I have a dataframe as below

 ----- ------ 
|empID|deptid|
 ----- ------ 
|  163|  null|
|  843|  null|
 ----- ------ 

And I have and Array of Long number range = [20,21] or you can convert it to another dataframe as

 -------- 
|  deptid|
 -------- 
|      20|
|      21|
 -------- 

I want to replace those null values and get the output as

 ----- ------ 
|empID|deptid|
 ----- ------ 
|  163|    20|
|  843|    21|
 ----- ------ 

I tried

emp.na.fill(range, Array("deptid")

But na.fill needs the first parameter to be String Boolean Long double etc, and not an array.

I tried to join two dataframes to get the output but non of the joins give me the solution.

Everything I try gives me

 ----- ------ 
|empID|deptid|
 ----- ------ 
|  163|  null|
|  843|  null|
| null|     5|
| null|     6|
 ----- ------ 

Any idea?

Edit: It does not matter which empId get's which value from range array.

And yes I have made sure the array length matches the number of nulls.

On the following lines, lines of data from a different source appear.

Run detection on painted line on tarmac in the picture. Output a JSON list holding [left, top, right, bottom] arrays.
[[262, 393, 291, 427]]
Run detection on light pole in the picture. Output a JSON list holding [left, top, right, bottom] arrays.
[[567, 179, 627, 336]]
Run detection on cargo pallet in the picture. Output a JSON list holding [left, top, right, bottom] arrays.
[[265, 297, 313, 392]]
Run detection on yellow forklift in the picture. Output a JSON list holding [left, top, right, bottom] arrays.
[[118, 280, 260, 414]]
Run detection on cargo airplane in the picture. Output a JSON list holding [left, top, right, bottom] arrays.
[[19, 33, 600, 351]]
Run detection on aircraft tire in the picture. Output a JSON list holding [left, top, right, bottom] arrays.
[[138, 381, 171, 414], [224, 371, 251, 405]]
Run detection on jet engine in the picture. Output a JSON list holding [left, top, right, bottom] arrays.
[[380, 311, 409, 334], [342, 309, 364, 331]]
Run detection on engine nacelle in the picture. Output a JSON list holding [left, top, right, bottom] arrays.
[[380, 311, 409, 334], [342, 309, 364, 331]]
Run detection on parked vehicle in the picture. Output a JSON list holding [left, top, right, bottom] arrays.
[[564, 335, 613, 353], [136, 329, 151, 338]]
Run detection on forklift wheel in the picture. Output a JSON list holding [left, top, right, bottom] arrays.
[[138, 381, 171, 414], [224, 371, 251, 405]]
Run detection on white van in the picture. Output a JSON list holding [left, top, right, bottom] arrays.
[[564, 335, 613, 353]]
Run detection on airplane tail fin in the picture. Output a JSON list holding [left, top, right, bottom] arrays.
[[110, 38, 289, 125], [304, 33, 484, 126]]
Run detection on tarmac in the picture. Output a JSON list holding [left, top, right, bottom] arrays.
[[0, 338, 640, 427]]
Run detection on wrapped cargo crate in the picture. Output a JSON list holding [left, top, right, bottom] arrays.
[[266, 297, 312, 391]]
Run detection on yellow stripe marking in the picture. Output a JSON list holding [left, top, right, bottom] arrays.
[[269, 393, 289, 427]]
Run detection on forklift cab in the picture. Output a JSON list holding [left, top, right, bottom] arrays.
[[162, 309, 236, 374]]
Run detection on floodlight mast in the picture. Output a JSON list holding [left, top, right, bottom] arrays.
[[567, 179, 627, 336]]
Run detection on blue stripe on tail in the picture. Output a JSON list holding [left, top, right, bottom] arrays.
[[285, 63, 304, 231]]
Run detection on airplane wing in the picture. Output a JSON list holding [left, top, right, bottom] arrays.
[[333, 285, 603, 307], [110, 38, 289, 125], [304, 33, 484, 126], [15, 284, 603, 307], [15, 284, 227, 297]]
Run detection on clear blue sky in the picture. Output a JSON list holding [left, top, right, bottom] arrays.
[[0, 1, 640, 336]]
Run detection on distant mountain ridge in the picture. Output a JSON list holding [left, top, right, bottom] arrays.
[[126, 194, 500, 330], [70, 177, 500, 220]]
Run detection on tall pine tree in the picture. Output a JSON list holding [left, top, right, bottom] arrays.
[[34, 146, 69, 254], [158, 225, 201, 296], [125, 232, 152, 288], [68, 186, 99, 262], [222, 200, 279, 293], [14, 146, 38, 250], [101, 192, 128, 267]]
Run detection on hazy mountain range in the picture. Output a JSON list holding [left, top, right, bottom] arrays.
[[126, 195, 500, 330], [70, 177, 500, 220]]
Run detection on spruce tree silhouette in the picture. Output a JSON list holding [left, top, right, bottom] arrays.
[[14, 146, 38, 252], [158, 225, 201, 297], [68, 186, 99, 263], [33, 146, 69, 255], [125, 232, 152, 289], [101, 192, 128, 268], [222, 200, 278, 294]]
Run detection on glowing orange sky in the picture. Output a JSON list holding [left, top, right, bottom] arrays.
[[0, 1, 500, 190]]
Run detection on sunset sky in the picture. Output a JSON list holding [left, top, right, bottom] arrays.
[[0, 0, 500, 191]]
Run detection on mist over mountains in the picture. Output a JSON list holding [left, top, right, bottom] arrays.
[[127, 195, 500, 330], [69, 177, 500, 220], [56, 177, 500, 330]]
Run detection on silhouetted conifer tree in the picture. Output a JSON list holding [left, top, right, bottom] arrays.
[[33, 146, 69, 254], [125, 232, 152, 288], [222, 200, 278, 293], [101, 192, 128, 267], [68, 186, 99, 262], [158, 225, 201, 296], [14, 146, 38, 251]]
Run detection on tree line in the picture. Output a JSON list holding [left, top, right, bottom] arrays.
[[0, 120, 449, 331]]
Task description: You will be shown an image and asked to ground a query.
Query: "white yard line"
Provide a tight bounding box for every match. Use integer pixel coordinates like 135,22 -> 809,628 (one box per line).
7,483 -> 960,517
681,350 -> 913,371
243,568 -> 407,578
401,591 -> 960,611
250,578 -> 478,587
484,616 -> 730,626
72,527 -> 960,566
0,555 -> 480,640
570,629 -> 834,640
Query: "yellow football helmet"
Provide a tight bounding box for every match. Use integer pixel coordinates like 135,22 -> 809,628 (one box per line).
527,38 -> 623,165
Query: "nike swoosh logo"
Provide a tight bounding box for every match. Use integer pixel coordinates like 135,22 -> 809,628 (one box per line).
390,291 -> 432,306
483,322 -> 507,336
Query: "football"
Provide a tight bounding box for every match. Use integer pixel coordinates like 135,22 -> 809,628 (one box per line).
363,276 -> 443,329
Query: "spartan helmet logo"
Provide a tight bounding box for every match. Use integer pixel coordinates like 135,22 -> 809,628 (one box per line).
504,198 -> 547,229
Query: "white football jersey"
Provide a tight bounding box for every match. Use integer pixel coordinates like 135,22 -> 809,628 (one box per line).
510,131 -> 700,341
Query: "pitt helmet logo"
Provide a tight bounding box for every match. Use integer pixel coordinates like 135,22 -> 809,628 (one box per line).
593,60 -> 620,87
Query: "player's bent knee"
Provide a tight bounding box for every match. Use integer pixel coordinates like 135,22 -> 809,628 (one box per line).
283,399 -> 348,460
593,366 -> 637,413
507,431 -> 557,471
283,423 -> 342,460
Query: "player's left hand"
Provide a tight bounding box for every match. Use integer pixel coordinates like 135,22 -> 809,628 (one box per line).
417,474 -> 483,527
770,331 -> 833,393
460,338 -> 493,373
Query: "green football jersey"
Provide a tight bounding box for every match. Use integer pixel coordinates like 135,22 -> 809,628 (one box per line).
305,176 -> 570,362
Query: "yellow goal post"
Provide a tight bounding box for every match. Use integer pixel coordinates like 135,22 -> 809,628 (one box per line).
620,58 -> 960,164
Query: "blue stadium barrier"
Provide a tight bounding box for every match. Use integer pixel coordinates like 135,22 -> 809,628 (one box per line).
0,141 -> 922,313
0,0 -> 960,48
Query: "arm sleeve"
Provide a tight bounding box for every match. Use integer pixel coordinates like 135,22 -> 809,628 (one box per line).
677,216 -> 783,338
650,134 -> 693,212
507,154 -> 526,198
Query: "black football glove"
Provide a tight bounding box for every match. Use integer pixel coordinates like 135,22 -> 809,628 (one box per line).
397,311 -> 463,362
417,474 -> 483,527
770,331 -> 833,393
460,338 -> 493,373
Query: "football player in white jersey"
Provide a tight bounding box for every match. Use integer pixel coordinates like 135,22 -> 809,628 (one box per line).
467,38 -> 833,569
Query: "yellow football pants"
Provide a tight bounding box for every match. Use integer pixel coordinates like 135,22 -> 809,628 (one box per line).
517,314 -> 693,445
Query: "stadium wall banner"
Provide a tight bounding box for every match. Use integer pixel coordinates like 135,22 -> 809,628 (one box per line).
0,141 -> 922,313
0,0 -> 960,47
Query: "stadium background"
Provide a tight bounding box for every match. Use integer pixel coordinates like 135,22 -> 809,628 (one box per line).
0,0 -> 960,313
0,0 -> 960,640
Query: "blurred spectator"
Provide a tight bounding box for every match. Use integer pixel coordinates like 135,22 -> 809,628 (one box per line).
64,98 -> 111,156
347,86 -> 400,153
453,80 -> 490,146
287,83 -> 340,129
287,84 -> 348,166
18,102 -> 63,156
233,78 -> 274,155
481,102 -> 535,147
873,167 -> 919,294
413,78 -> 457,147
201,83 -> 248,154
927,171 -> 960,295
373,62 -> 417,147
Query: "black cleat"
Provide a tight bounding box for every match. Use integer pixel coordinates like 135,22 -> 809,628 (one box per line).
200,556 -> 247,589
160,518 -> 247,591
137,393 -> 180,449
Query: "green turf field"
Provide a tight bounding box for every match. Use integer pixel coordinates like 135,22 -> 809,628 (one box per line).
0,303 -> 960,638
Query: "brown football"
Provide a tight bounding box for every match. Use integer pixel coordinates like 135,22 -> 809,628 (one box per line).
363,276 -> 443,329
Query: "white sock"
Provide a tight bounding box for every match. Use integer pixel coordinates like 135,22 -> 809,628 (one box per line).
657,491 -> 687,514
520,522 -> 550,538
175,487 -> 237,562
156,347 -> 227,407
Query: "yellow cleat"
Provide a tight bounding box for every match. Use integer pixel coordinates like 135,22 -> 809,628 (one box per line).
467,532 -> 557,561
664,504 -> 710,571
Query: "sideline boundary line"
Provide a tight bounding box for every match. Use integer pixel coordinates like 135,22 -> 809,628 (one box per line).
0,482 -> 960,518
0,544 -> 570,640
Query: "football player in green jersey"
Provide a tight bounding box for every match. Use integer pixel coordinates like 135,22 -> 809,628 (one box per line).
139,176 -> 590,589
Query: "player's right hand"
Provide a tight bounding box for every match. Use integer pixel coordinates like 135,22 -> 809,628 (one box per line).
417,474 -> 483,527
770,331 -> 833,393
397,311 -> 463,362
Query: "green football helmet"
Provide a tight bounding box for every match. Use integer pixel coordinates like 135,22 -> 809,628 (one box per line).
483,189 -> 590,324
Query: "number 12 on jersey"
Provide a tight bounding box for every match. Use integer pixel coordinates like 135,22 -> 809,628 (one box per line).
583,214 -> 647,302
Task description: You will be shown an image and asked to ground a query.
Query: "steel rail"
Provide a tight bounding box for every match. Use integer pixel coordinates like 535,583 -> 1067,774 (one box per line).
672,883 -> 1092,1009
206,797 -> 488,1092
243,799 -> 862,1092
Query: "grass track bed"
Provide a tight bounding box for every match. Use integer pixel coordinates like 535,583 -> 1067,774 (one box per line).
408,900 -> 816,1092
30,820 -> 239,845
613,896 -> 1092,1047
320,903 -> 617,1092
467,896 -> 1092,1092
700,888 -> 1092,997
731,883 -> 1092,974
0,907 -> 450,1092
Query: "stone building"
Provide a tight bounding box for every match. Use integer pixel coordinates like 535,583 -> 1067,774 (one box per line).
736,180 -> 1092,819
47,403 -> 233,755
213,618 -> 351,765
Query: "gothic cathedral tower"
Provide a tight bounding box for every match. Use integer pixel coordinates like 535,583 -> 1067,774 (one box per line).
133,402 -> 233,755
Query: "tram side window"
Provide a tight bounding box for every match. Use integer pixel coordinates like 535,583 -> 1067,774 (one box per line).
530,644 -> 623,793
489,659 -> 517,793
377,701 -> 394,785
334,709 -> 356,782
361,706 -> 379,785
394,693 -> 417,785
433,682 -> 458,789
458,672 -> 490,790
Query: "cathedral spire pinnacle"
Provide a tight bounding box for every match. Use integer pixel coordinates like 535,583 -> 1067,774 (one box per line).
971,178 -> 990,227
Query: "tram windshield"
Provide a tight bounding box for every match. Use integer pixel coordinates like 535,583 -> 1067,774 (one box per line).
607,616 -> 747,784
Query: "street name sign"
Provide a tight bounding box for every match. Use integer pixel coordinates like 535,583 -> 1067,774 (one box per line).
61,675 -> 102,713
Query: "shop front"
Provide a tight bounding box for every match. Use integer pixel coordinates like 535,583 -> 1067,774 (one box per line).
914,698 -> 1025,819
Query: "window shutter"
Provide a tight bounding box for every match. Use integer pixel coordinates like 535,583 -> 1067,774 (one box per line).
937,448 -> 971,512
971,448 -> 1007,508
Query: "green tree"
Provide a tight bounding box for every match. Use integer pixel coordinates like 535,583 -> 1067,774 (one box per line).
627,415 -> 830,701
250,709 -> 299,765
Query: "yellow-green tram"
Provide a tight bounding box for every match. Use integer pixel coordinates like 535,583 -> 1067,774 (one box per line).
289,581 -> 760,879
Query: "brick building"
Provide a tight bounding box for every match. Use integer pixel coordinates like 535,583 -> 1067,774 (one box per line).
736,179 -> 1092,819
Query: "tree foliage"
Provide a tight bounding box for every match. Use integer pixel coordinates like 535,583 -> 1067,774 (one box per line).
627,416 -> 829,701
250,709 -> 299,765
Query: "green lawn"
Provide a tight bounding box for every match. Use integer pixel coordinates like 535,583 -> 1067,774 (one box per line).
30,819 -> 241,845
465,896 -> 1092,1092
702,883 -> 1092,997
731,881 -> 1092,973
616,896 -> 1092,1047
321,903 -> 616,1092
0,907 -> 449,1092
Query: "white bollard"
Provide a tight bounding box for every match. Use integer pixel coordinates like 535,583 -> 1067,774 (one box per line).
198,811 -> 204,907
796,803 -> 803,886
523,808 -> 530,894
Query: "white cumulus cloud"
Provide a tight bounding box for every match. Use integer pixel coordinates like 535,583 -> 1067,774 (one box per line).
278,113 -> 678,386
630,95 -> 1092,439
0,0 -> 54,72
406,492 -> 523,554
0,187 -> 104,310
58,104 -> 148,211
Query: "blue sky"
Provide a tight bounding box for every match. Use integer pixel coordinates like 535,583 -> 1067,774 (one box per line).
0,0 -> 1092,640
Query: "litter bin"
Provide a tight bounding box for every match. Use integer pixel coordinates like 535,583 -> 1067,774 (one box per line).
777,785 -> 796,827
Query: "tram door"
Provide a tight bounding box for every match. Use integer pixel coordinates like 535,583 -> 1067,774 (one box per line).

CodePudding user response:

So I do have a solution for this but it's so convoluted and hacky that I still want someone to give a better answer.

Basically join two dataframes, collect all data as array zip (removes all null values) and then explode as mapped values.

val p = newRecords.as("L")
.join(range.as("R"), newRecords("deptid") =!= range("deptid"), "full")
.groupBy()
.agg(collect_list($"R.deptid").as("D"), collect_list($"empID").as("E"))
.withColumn("zip",arrays_zip(col("D"),col("E"))).drop("D", "E")
.select(explode($"zip").as("zip1"))
.withColumn("empid", $"zip1".getItem("E"))
.withColumn("deptid", $"zip1".getItem("D"))
.drop($"zip1")
.show()

 ----- ------ 
|empid|deptid|
 ----- ------ 
|  163|    20|
|  843|    21|
 ----- ------ 

CodePudding user response:

You can do it with or without converting the array into a dataframe. Might be worth trying out both to see which is more efficient (usually udfs will be slower).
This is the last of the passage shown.